Garden Grove can’t finalize any deal with a for-profit developer, to lease and build on 100 acres of rare green space the city owns in a working-class neighborhood, before tighter state land use laws take effect next year, a Los Angeles County Court judge ruled Tuesday morning.

The ruling, by LA Superior Court Judge Mary Strobel, issues a preliminary injunction barring Garden Grove from following through on a proposed agreement with development group McWhinney – which is proposed to lease the Willowick Golf Course over 55 years — until a final ruling is issued in a lawsuit case brought against the city by local activists and residents of the surrounding area organized under Rise Up Willowick.
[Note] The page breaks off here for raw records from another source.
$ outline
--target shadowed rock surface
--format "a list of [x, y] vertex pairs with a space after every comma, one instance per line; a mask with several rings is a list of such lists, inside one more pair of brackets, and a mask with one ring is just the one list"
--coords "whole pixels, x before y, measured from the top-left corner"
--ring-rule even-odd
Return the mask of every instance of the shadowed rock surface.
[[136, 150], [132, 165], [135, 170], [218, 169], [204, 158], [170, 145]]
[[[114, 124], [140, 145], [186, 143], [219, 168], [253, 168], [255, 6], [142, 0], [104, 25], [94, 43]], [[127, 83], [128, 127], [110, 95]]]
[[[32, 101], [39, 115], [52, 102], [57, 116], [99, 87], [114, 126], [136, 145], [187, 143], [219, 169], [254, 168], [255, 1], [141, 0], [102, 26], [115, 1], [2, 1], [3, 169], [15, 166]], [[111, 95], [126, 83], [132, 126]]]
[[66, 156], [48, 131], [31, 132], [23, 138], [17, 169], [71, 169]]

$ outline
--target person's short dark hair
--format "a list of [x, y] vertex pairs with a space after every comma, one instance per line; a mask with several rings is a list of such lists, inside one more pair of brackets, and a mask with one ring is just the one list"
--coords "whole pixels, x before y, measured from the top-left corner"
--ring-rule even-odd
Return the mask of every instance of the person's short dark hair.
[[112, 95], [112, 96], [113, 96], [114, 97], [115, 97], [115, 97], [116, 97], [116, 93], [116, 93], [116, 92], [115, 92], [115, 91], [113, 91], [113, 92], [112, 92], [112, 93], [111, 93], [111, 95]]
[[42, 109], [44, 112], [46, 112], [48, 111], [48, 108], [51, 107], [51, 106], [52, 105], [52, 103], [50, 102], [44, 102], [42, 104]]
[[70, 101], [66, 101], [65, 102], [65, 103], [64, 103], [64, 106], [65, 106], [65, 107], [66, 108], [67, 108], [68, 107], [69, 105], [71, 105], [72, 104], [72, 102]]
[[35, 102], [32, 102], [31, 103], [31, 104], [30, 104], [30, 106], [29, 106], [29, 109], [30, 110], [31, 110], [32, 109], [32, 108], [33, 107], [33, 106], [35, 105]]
The legal battle over whether the Surplus Land Act – an existing state land use law requiring cities and local agencies to fly surplus land they own past any affordable housing or public use options before handing it off for commercial purposes – applies to the golf course would at least take months, bringing court proceedings well into next year.

By then, an amendment to the state law – which goes further in restricting cities from finding exemptions to the land use law and circumventing it – would have already taken effect, possibly tying Garden Grove’s hands on the issue.

Garden Grove officials say the current iteration of the state law doesn’t apply to the Willowick Golf Course because the city hasn’t determined the site doesn’t have a local agency use, but have previously indicated that new parts of the law effective next year – which expand the requirements for cities to define and determine surplus land — could compel them to apply the Surplus Land Act to the golf course.

Rise Up Willowick activists have for a year argued any commercial developments on the golf course would drive gentrification by pricing generations of working-class families out of the area.

But the City Council, after months of secretly combing through development proposals, has been negotiating with McWhinney to lease the site despite protests by local activists who say the city has shrouded the golf course’s future in secrecy and has all but shut out the public from a seat at the negotiating table.

The ruling comes just a few hours before the Garden Grove City Council is set to vote on a development agreement with McWhinney, which has been a major donor to city council members over the last several election cycles, at their meeting scheduled for this evening.

Strobel at the Tuesday hearing clarified for the city’s attorneys that the Council can still approve the development agreement with McWhinney, as long as it’s not “consummated” or finalized before a final court ruling.

Attorneys for Garden Grove were accompanied by Santa Ana’s Assistant City Attorney, John Funk. Santa Ana doesn’t legally own the golf course and has maintained they’re not a direct party to the lawsuit despite jointly authorizing a request for developer bids for the site with Garden Grove in January.